In Sachsen waren dem Verfassungsschutz 45 Neonazis bekannt, die legal Mordinstrumente besaßen. »Waffen gehören nicht in die Hände von Rechtsextremisten«, schrieb Markus Ulbig (CDU) auf seiner Facebook-Seite. »Hier müssen wir etwas tun und das Gesetz ändern.« Bisher hat er das nicht einmal versucht. Beide Länder sind beispielhaft für alle. Selbst Bremen, das einen Vorstoß zur Einziehung der Waffen wagte, kam damit nur teilweise durch.

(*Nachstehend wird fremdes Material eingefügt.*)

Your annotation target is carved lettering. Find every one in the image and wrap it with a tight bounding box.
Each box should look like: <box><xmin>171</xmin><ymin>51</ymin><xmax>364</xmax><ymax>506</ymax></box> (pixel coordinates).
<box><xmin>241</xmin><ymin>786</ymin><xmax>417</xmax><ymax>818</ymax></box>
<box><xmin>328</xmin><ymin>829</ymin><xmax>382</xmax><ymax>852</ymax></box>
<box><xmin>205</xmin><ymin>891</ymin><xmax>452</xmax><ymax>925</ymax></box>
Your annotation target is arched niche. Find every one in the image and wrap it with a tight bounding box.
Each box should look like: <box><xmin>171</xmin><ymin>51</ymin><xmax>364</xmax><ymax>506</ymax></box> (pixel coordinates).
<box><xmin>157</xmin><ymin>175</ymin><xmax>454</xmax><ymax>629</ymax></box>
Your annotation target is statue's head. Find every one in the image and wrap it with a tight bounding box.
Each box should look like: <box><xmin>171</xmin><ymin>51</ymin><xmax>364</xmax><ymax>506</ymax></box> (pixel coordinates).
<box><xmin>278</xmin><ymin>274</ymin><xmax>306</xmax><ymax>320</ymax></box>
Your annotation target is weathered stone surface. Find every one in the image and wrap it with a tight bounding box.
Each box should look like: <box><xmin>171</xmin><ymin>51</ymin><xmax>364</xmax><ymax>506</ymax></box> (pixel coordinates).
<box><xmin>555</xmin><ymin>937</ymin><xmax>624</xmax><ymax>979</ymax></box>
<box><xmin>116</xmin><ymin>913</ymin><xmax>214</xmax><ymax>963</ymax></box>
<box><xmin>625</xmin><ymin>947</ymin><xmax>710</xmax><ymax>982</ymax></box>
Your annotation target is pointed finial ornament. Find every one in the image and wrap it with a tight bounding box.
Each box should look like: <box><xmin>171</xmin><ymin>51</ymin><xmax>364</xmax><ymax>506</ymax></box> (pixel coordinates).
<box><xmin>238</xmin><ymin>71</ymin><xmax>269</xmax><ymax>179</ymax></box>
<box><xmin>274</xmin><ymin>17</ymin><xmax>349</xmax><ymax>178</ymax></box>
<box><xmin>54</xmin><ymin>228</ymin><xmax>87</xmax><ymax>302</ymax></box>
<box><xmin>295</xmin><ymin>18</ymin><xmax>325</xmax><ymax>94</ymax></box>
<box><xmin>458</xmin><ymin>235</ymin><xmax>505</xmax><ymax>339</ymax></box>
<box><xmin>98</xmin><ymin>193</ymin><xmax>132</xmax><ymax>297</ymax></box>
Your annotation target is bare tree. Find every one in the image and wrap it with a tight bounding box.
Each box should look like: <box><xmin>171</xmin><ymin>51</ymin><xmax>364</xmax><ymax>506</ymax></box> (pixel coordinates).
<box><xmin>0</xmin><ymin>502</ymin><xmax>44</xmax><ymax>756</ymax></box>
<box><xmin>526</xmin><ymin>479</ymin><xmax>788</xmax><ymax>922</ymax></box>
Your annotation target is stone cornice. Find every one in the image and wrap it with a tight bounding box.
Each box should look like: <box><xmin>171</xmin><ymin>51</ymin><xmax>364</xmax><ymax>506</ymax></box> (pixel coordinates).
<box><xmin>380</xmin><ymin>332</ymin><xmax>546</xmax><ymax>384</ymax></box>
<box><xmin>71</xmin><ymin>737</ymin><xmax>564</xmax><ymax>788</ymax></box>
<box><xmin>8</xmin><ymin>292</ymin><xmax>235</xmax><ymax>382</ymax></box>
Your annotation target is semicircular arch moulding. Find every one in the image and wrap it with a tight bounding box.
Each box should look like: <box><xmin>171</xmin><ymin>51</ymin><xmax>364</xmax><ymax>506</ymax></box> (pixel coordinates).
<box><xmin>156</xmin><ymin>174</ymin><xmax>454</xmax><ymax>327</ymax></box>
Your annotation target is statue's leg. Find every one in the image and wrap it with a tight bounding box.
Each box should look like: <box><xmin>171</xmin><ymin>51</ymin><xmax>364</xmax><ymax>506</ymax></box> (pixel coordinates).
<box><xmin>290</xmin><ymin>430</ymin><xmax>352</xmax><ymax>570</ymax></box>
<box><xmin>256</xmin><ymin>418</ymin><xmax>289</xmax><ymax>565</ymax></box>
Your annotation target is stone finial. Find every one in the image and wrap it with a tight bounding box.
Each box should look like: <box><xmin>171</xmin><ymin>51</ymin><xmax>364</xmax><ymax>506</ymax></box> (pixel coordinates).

Legal oder illegal - laut Bundeskriminalamt (BKA) sind »trennscharfe Unterscheidungen« ohnehin schwer. Es ist völlig unklar, wie viele Waffen in der Szene sind. Jedenfalls erreichte die Anzahl der rechtsextrem motivierten Delikte, bei denen Waffen eingesetzt wurden, 2012 einen Höchststand: 350 Fälle. Im Jahr 2011 waren es 224 Fälle, im Jahr davor 143. Damit hat sich die Anzahl solcher Delikte innerhalb von zwei Jahren mehr als verdoppelt. Für 2013 liegen noch keine Zahlen vor, doch angesichts deutlich gestiegener Angriffe auf Flüchtlingsheime erscheint eine Steigerung wahrscheinlich.

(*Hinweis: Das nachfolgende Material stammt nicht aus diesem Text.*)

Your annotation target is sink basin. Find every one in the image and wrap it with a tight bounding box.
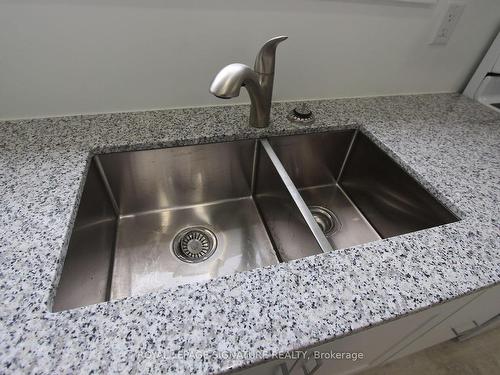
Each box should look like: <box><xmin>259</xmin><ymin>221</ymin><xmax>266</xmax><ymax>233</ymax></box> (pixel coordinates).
<box><xmin>53</xmin><ymin>130</ymin><xmax>458</xmax><ymax>311</ymax></box>
<box><xmin>268</xmin><ymin>130</ymin><xmax>458</xmax><ymax>250</ymax></box>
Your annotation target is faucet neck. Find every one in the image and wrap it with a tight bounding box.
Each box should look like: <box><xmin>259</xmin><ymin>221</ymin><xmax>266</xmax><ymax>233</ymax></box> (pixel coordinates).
<box><xmin>242</xmin><ymin>74</ymin><xmax>269</xmax><ymax>128</ymax></box>
<box><xmin>249</xmin><ymin>36</ymin><xmax>287</xmax><ymax>127</ymax></box>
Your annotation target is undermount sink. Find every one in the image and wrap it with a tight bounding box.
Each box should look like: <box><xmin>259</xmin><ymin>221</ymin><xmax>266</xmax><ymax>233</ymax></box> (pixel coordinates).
<box><xmin>268</xmin><ymin>130</ymin><xmax>459</xmax><ymax>250</ymax></box>
<box><xmin>53</xmin><ymin>129</ymin><xmax>458</xmax><ymax>311</ymax></box>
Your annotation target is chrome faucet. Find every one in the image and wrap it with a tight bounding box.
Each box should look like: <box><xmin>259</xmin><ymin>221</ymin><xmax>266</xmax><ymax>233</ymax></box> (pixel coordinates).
<box><xmin>209</xmin><ymin>36</ymin><xmax>288</xmax><ymax>128</ymax></box>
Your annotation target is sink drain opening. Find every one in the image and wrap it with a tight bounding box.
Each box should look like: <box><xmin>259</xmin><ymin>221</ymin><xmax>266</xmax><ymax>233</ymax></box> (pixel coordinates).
<box><xmin>308</xmin><ymin>206</ymin><xmax>340</xmax><ymax>235</ymax></box>
<box><xmin>172</xmin><ymin>227</ymin><xmax>218</xmax><ymax>263</ymax></box>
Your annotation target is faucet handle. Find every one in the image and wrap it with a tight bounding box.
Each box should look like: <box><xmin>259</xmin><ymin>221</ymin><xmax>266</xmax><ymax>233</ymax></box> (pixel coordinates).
<box><xmin>254</xmin><ymin>36</ymin><xmax>288</xmax><ymax>74</ymax></box>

Die Zahlen sind erschreckend, dennoch vermutlich nur ein Teil der Wahrheit. Bei der Antwort auf eine Anfrage der LINKEN aus der 16. Wahlperiode hatte das BKA allein für die Jahre 2007 und 2008 667 Waffenfunde bei Rechtsextremisten angegeben. Fahnder stellten bei Rechtsextremisten in den Jahren 2009 und 2010 mehr als 811 Waffen sicher, darunter 15 Faustfeuerwaffen, 16 Langwaffen und 8 Kriegswaffen. Zwischen 2001 und 2011 hatte die Bundesanwaltschaft elf Fälle von kriminellen Vereinigungen und acht Fälle von terroristischen Vereinigungen registriert. Und noch sind die Ermittlungen zum Umfeld des NSU nicht abgeschlossen.